A nota ainda diz que “também é fundamental esclarecer que nenhuma empresa ou representante comercial pode oferecer, vender ou firmar contrato com governo, estados ou prefeituras uma vez que a Biogeoenergy não tem intermediadores nas negociações relativas ao respirador pulmonar que será fabricado nas unidades de Araraquara e Camaçari, na Bahia…Ninguém está autorizado a falar em nome da empresa para prometer nossos produtos.”

Também de acordo com o G1, o advogado da Hempcare afirmou que “no momento, está levantando informações sobre a medida cautelar, que segue sob sigilo, para depois se posicionar sobre o caso.”

CEO teria se surpreendida com pedidos judiciais

O jornalista Dinarte Assunção, do Rio Grande do Norte, publicou em sua página, Blog do Dina, uma conversa que teve, na quinta-feira (28) com a CEO da Hempcare, Cristiana Taddeo, a respeito dos respiradores.

De acordo com o jornalista, foi por meio de seu contato telefônico que Taddeo ficou sabendo que a empresa era alvo de pedidos judiciais dos estados do Nordeste, motivo que teria motivado o pedido de esclarecimento sobre o que seria feito no caso dos respiradores.

“Eles não conseguirão manchar minha história. Sou uma mulher que perdeu a mãe nessas circunstâncias. Já passei por transplantes e sei o que significa a dificuldade do acesso à saúde. O Brasil não ficará sem respiradores”, disse ela ao jornalista.

Durante a conversa, Cristiana afirmou que teria pego os R$ 48,7 milhões dos estados do Nordeste e investido na compra de mais de 400 respiradores na indústria nacional e que, agora, dependia da venda desses equipamentos para devolver o dinheiro aos Consórcio.

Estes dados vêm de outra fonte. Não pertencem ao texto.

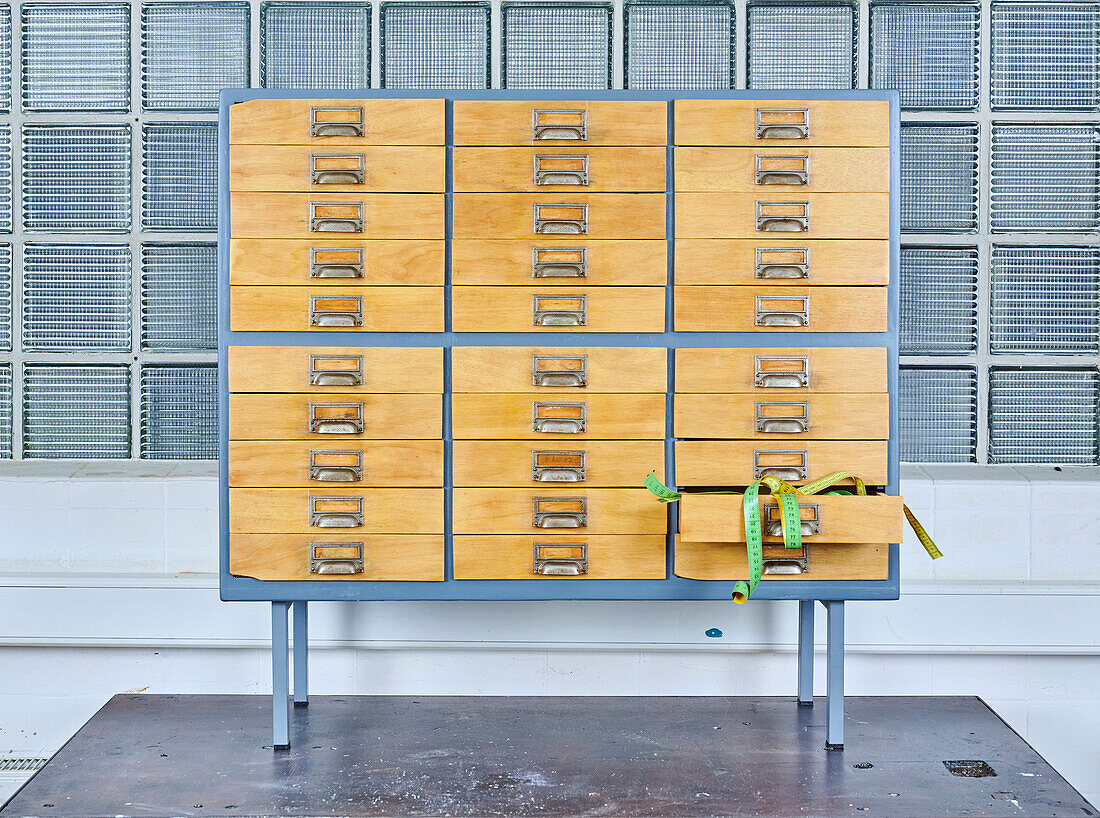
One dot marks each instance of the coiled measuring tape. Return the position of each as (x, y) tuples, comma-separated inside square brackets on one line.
[(790, 518)]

“Meu advogado até alertou sobre isso, que poderia dar bronca, mas eu fiz na boa-fé. Mas os governadores não quiseram esses respiradores, então já negociei com outros estados. Quando eles pagarem, eu pago o Nordeste”, explicou.

Porém, Cristiana se referia aos equipamentos sem certificação. “A Anvisa está no circuito dessa estratégia com a equipe do presidente”, afirmou a CEO ao blog.

O jornalista afirma que voltou a conversar com Cristiana na sexta-feira (29) para conseguir atualização do caso e teve a seguinte resposta: “Estou indo para Brasília agora me reunir com a equipe do presidente dentro de uma estratégia para conseguirmos respiradores para o Brasil, na indústria nacional. Te darei informações à noite. Peço que guarde essa informação e não a publique.”

Cristiana foi presa na manhã da segunda-feira (1º) em Brasília.